Mientras lavaba sintió los pasos de los guardias y vio que llevaban preso a un pobre hombre, padre de familia, que no había podido pagar setenta reales. Al ver la triste situación, la indiecita pagó la deuda del hombre con el dinero que tenía guardado para comprar su imagen. Devolvió la libertad a ese otro Cristo pobre y detenido. El hombre volvió a su choza y a su trabajo y la indiecita siguió lavando ropa en el río.
Un día, mientras lavaba, vio bajar en la corriente del río una pequeña imagen de Cristo. Llena de alegría, llevó la imagen a su casa. Mientras dormía sintió unos golpes que la despertaron, encendió la luz y observó que la imagen del Cristo había crecido. La noticia se riega. Los vecinos se acercaban a la choza a ver el Cristo de las Aguas, como le llamaban al principio y a demostrar su cariño por los milagros que relataban.

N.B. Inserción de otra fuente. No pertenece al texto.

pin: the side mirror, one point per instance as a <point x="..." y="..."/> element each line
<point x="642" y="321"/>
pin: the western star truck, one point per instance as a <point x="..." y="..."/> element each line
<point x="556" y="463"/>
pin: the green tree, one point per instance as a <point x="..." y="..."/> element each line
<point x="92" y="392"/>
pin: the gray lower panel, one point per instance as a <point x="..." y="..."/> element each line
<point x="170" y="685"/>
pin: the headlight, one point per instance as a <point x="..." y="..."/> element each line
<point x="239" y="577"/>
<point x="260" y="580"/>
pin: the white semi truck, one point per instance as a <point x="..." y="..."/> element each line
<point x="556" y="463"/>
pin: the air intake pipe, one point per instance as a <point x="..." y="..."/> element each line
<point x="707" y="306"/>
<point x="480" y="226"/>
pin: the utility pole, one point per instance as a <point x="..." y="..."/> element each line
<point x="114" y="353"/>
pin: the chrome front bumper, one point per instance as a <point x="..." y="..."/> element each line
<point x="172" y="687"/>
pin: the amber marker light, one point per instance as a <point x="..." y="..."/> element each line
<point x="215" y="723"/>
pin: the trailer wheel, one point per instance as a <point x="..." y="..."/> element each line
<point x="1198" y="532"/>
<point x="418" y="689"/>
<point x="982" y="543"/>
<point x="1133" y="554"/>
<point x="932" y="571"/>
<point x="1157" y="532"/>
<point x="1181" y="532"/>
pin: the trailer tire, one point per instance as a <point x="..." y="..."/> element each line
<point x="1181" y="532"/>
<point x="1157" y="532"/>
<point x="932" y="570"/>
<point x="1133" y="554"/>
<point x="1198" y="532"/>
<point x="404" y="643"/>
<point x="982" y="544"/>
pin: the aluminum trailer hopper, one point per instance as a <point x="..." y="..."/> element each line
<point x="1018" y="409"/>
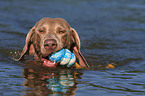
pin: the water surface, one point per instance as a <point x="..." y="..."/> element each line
<point x="110" y="32"/>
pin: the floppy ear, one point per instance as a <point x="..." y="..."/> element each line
<point x="27" y="46"/>
<point x="76" y="48"/>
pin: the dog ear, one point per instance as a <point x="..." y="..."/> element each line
<point x="76" y="48"/>
<point x="28" y="44"/>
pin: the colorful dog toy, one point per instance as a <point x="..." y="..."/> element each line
<point x="63" y="57"/>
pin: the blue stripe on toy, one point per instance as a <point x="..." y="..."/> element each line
<point x="56" y="57"/>
<point x="65" y="60"/>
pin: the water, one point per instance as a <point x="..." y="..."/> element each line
<point x="111" y="31"/>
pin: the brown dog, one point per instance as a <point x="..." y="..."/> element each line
<point x="50" y="35"/>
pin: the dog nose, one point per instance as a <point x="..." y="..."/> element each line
<point x="50" y="44"/>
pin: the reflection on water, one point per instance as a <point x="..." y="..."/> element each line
<point x="111" y="31"/>
<point x="52" y="82"/>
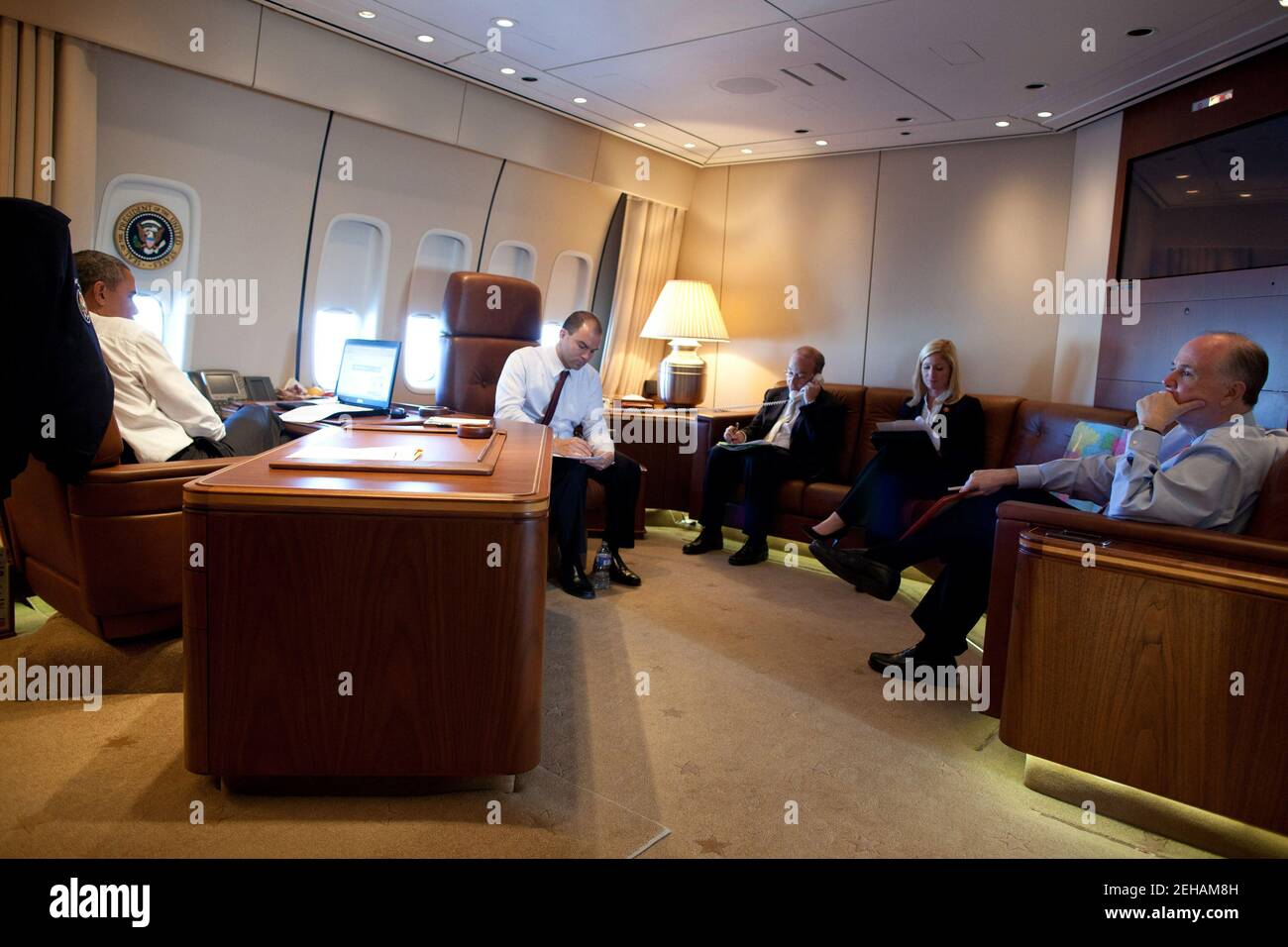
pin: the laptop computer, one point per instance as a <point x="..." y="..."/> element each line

El Obispo de Popayán se enteró y por temor a los cuentos de brujas, ordenó que lo quemaran y que desaparecieran la imagen deteriorada. El fuego no tocó la imagen, la puso a sudar copiosamente. La gente recogió el sudor en copos de algodón y con eso sanaron sus males y las heridas de su corazón. Dice la historia que en el año 1665, doña Luisa de la Espada, hija de unos de los patriarcas de Buga, aseguró bajo juramento que la imagen arrojada al fuego no se quemó. Otros testigos también juraron sobre las curaciones realizadas por la devoción al Santo Cristo.